The ALJ determined that Hogan was not "fully credible" on the extent of her pain because her treatment was not consistent with the amount of pain she described at the hearing, because the level of pain she described varied among her medical records with different physicians, because the time between her doctor's visits did not indicate that she was suffering from severe pain, because she was apparently engaging in hobbies and household activities inconsistent with her alleged pain, and because the closeness in time of her reprimand for diverting medication to her ceasing to work cast doubt on her assertion that she quit her job because of pain and side effects from her pain medication. Our review of the record satisfies us that these factors are more than a sufficiently "good reason" to defer to the ALJ's credibility assessment. See Black, 143 F.3d at 386 (upholding finding that claimant was not credible where course of treatment and daily activities did not support claimed pain); Barrett v. Shalala, 38 F.3d 1019, 1023 (8th Cir. 1994) (upholding finding that claimant's reported pain was not credible where unsupported by medication history and evidence suggested claimant stopped working because of lay-offs, rather than disability); Russell v. Sullivan, 950 F.2d 542, 545 (8th Cir. 1991) (upholding finding that claimant's reported pain was not credible where claimant's statements to medical professionals were inconsistent). Nor does the letter from Hogan's daughter, which essentially restates the claims of pain made by Hogan, alter our opinion. See Black, 143 F.3d at 387 (ALJ "equally empowered" to reject cumulative, lay testimony of claimant's parents as to her pain).
Hogan's argument that a vocational expert should have been employed is entirely dependent on her argument that the ALJ erred in finding that she retained sufficient residual functional capacity to perform her past relevant work. "Under the five-step analysis of social security cases, when a claimant can perform his past relevant work, he is not disabled. Once this decision is made . . . the services of a vocational expert are not necessary." Gaddis v. Chater, 76 F.3d 893, 895 (8th Cir. 1996) (internal citations omitted). Because we conclude that the ALJ's determination of the extent of Hogan's disability is supported by substantial evidence, we likewise conclude that no vocational expert was required.
The judgment is affirmed.
The Honorable Ortrie D. Smith, United States District Judge for the Western District of Missouri.

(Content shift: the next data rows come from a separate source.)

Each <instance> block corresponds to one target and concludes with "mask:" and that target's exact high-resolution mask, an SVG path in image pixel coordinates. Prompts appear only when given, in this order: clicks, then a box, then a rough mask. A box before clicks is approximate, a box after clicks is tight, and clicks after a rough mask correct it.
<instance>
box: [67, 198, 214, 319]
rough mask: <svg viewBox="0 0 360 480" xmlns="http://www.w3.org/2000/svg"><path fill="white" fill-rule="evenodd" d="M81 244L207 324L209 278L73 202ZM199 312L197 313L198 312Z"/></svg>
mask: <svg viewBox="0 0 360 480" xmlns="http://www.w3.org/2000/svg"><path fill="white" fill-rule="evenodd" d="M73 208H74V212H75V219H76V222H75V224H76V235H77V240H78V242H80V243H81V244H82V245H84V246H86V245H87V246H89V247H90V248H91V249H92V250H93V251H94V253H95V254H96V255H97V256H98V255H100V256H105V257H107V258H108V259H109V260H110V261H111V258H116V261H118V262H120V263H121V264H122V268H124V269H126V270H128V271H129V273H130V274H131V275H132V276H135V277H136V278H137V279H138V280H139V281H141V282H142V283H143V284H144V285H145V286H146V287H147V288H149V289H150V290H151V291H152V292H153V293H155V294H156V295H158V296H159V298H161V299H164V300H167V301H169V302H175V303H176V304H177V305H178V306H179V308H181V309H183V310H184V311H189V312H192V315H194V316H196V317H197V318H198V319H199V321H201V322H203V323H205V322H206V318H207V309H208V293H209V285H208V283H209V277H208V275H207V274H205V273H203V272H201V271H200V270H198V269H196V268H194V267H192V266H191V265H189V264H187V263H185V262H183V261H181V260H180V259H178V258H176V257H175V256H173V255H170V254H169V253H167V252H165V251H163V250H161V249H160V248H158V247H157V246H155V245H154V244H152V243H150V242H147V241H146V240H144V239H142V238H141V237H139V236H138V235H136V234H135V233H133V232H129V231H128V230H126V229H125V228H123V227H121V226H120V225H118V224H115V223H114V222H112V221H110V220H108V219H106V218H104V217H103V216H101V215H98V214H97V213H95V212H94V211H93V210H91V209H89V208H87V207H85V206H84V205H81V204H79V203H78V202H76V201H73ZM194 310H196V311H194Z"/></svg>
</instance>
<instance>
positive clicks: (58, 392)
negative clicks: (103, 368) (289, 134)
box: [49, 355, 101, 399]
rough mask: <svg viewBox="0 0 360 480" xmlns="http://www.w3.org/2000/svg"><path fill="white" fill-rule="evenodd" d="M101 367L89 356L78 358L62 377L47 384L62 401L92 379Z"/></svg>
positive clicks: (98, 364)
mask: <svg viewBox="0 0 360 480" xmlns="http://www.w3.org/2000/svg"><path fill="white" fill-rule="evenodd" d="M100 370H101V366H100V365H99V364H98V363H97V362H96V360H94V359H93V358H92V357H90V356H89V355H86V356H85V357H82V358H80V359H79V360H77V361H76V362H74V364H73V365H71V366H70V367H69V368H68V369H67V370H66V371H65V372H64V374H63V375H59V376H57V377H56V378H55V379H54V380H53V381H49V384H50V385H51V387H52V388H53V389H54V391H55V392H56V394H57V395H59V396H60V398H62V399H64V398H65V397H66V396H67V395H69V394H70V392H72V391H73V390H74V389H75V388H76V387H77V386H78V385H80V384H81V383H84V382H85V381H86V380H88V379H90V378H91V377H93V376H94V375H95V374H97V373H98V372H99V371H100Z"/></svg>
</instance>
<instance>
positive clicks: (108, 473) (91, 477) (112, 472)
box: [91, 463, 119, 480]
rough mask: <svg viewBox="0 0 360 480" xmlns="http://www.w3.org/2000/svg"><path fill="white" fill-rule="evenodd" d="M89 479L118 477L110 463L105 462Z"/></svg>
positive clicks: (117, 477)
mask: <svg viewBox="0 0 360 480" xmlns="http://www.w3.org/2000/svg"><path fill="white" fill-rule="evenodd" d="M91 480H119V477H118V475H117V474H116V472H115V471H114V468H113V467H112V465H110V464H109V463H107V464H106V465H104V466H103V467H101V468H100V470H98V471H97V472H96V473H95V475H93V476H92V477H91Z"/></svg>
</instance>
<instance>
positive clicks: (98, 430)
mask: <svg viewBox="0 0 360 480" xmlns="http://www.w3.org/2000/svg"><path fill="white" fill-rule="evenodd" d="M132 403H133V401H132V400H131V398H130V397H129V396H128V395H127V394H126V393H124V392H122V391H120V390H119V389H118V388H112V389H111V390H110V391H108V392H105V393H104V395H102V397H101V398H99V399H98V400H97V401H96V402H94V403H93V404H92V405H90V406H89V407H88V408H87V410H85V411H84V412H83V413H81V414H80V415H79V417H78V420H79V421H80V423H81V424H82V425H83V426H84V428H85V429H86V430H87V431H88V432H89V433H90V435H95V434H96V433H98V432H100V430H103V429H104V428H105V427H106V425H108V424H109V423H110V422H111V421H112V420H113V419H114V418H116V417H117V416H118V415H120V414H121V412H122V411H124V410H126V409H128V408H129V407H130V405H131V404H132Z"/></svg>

Hogan's medical records reflect her doctors' opinions that, after recent surgeries to correct her back injury and remove her adrenal gland tumor, her back pain and Cushing's syndrome and possibly her hypertension and diabetes will disappear.
Hogan also contends that Dr. Brockman's opinion was entitled to greater weight as the opinion of a specialist. We question the basis of this argument, as Dr. Brockman is identified in several places in the record as a general practitioner. In any event, we decline to consider this argument, as it appears that it was not raised before the ALJ, the Appeals Council, or the district court.